Effect of GH on insulin sensitivity (visit GP vs. PP)

The insulin infusion rate required for the maintenance of euglycemia overnight was higher during rhGH administration per kilogram body weight or FFM (P = 0.009 and P = 0.008, respectively; Table 2). There was no difference in overnight plasma insulin levels between visits GP and PP (P = 0.2; Table 2), but insulin levels during the steady-state period between 0730 and 0800 h were higher with rhGH (P = 0.005; Table 3).

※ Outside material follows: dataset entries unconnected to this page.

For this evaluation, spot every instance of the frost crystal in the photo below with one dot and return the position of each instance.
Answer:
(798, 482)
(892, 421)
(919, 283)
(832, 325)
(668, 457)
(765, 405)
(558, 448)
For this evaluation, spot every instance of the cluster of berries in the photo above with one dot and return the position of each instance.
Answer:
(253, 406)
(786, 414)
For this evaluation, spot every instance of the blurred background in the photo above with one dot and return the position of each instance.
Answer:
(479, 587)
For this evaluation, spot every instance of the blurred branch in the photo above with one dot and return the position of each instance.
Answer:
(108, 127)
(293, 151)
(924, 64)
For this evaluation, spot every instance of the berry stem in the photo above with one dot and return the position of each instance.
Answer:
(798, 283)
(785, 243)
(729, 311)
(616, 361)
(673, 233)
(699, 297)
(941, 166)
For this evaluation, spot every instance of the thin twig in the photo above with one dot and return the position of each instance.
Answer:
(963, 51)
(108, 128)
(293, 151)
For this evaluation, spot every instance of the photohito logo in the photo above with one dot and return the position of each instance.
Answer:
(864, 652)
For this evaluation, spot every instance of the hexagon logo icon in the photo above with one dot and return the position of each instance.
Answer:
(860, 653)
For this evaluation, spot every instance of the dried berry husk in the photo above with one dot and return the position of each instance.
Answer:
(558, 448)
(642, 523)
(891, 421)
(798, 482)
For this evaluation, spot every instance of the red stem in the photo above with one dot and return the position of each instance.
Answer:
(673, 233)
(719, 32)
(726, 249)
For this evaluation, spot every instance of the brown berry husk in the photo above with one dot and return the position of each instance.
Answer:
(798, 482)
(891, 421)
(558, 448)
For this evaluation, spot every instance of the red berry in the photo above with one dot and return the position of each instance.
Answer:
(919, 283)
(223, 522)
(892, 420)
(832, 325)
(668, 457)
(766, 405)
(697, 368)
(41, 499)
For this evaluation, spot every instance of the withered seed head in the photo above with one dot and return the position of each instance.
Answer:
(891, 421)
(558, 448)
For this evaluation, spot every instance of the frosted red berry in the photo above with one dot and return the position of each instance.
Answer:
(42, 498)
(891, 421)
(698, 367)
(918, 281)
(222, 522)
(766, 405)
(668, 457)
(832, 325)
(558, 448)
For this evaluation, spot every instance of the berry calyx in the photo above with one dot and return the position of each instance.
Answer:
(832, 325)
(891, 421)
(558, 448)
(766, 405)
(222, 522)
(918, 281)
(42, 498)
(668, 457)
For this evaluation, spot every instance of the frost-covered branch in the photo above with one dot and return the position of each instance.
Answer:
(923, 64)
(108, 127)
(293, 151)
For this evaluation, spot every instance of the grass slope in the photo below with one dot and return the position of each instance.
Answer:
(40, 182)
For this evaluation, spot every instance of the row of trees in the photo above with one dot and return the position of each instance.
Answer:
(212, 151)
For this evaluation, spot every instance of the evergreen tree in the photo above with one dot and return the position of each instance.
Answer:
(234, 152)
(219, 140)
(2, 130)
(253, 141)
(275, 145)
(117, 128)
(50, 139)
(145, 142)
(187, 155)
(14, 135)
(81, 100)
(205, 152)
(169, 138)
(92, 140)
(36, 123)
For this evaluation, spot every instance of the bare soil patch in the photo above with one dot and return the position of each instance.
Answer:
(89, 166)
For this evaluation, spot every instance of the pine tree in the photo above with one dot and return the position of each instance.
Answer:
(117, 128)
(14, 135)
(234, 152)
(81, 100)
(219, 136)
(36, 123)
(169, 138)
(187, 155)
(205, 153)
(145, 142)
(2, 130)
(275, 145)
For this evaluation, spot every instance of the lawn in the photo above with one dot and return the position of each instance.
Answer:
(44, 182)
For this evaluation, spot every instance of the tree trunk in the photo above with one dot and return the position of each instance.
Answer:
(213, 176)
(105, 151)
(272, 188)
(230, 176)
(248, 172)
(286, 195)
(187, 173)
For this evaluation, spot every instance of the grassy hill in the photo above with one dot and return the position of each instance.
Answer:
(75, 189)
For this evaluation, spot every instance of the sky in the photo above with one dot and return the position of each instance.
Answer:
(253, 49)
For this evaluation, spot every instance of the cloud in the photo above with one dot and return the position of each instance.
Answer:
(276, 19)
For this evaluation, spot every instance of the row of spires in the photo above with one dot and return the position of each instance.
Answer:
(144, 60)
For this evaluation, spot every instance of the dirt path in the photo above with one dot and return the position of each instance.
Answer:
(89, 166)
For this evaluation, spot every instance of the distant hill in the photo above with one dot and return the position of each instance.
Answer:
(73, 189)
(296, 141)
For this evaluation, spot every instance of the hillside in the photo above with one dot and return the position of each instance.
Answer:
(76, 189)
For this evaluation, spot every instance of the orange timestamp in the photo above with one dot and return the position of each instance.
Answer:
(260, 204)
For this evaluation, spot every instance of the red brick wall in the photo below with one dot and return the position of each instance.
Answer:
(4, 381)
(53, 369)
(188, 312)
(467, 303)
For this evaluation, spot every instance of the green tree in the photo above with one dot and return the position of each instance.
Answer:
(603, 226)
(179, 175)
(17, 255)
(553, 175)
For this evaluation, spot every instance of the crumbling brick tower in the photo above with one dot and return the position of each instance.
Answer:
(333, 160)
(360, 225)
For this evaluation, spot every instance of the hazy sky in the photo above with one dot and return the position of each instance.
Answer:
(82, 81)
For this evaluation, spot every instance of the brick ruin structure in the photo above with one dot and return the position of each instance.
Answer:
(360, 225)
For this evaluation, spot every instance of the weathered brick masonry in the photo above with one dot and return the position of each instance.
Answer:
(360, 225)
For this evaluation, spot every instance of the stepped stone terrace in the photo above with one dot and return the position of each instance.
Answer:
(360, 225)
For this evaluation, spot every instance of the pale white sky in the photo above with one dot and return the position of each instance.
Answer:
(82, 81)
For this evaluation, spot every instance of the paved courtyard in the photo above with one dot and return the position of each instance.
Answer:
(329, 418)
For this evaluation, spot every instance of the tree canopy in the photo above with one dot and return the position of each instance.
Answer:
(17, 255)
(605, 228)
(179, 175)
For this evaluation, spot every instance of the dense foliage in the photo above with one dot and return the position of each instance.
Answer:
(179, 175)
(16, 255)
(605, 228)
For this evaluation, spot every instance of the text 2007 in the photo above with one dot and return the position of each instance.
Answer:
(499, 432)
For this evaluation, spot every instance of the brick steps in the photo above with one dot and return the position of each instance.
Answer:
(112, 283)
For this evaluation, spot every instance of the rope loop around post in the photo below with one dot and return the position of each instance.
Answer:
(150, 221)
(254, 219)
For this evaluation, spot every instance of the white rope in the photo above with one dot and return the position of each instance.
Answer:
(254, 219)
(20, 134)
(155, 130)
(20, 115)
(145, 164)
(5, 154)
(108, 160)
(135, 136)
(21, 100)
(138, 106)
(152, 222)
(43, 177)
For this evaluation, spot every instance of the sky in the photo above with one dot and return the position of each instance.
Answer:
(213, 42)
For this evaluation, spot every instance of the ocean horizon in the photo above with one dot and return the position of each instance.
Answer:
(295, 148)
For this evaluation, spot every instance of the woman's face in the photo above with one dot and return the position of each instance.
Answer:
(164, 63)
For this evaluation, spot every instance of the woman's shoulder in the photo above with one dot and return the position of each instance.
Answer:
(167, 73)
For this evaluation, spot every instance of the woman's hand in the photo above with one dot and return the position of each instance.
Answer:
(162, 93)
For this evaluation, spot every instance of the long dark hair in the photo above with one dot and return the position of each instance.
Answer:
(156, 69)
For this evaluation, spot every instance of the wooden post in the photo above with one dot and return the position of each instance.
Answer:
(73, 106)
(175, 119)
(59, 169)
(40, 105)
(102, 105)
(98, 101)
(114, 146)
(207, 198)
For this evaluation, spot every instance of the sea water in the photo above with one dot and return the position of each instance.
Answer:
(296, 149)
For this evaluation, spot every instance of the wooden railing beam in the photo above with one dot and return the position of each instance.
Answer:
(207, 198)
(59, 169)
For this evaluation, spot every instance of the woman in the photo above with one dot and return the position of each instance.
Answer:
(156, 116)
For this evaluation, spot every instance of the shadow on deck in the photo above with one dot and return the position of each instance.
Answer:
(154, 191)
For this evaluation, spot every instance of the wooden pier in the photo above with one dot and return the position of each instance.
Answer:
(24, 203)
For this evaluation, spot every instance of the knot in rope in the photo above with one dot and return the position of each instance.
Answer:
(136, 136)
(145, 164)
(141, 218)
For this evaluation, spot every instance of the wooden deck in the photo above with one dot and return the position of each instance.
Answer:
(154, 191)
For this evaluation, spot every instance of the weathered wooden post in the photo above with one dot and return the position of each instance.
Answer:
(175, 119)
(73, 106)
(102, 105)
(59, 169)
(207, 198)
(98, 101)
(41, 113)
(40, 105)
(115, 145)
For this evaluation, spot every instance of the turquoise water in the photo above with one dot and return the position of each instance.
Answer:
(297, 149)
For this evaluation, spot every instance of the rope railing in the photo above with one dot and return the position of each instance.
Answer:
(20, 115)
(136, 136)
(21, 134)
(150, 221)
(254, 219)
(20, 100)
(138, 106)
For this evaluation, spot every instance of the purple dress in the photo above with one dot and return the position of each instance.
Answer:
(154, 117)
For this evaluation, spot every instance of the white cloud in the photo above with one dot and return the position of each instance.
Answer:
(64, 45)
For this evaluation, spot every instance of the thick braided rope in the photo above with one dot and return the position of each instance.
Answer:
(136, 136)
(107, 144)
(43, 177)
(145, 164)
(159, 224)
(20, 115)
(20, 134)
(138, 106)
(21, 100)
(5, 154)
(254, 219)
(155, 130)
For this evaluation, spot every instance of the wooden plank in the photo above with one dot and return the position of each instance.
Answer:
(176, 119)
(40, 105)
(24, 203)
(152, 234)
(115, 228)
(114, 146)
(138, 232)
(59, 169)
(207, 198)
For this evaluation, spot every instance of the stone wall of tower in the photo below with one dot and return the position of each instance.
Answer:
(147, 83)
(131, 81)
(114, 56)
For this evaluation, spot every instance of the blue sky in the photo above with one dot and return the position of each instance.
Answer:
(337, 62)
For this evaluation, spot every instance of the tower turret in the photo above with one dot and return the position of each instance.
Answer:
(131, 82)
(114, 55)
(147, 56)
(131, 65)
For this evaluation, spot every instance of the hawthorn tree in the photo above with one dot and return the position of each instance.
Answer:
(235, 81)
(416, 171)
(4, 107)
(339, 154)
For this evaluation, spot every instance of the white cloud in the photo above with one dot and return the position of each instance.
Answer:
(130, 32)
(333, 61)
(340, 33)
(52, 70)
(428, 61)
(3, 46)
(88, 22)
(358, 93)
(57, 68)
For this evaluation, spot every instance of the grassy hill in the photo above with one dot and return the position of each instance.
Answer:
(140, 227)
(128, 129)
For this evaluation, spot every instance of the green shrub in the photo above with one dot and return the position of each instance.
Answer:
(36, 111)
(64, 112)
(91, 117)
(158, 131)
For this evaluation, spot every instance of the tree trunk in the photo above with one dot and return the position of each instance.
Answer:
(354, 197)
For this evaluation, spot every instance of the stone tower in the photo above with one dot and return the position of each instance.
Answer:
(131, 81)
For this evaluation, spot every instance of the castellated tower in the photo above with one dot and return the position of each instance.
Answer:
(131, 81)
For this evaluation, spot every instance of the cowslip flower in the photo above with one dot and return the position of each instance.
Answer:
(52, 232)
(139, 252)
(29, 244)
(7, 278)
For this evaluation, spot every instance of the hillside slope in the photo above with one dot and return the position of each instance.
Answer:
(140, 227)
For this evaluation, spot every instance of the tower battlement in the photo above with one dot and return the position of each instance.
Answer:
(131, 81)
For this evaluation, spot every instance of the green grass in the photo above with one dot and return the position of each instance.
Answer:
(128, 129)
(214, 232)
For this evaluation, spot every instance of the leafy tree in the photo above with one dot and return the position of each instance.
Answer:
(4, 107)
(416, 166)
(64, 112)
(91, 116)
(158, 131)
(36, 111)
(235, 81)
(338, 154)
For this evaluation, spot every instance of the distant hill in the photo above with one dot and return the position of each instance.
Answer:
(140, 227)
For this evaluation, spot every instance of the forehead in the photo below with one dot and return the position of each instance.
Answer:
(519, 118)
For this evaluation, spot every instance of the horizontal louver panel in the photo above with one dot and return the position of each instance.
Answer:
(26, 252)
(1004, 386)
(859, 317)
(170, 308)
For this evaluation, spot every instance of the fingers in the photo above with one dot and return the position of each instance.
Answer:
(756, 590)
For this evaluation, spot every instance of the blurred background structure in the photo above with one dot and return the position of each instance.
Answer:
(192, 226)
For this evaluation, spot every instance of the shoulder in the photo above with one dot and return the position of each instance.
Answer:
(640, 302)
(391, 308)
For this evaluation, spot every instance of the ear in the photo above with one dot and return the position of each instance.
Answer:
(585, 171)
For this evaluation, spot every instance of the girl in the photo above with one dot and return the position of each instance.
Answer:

GH increased basal (0730–0800 h) glucose Ra (P = 0.007; Fig. 5) and decreased the insulin-mediated suppression of glucose Ra from baseline to the steady state of step 1 of the clamp (P = 0.02; Fig. 6), but the suppression of glucose Ra from baseline to step 2 was similar on visits GP and PP (P = 0.3; Fig. 7). GH decreased basal glucose Rd (P = 0.03; Fig. 8) as well as the M-value and absolute glucose Rd during step 1 (P = 0.005 and P < 0.0001, respectively; Table 3). The M-value and absolute glucose Rd during step 2 were similar on visits GP and PP (P = 0.2 and P = 0.3, respectively; Table 3). The insulin-mediated increase in glucose Rd, corrected for the change in plasma insulin levels, from baseline to step 1 was similar on visits GP and PP (P = 0.4; Fig. 9), whereas the increase from baseline to step 2 tended to be lower with GH (P = 0.1; Fig. 10).

Role of FFAs in mediating the effect of GH on insulin sensitivity (visit GP vs. GA)

Coadministration of GH and acipimox reduced overnight insulin requirements per kilogram body weight or FFM (P = 0.002 and P = 0.002, respectively; Table 2), which was mirrored by lower plasma insulin levels overnight and during the preclamp steady-state period (P = 0.02 and P = 0.01, respectively; Tables 2 and 3).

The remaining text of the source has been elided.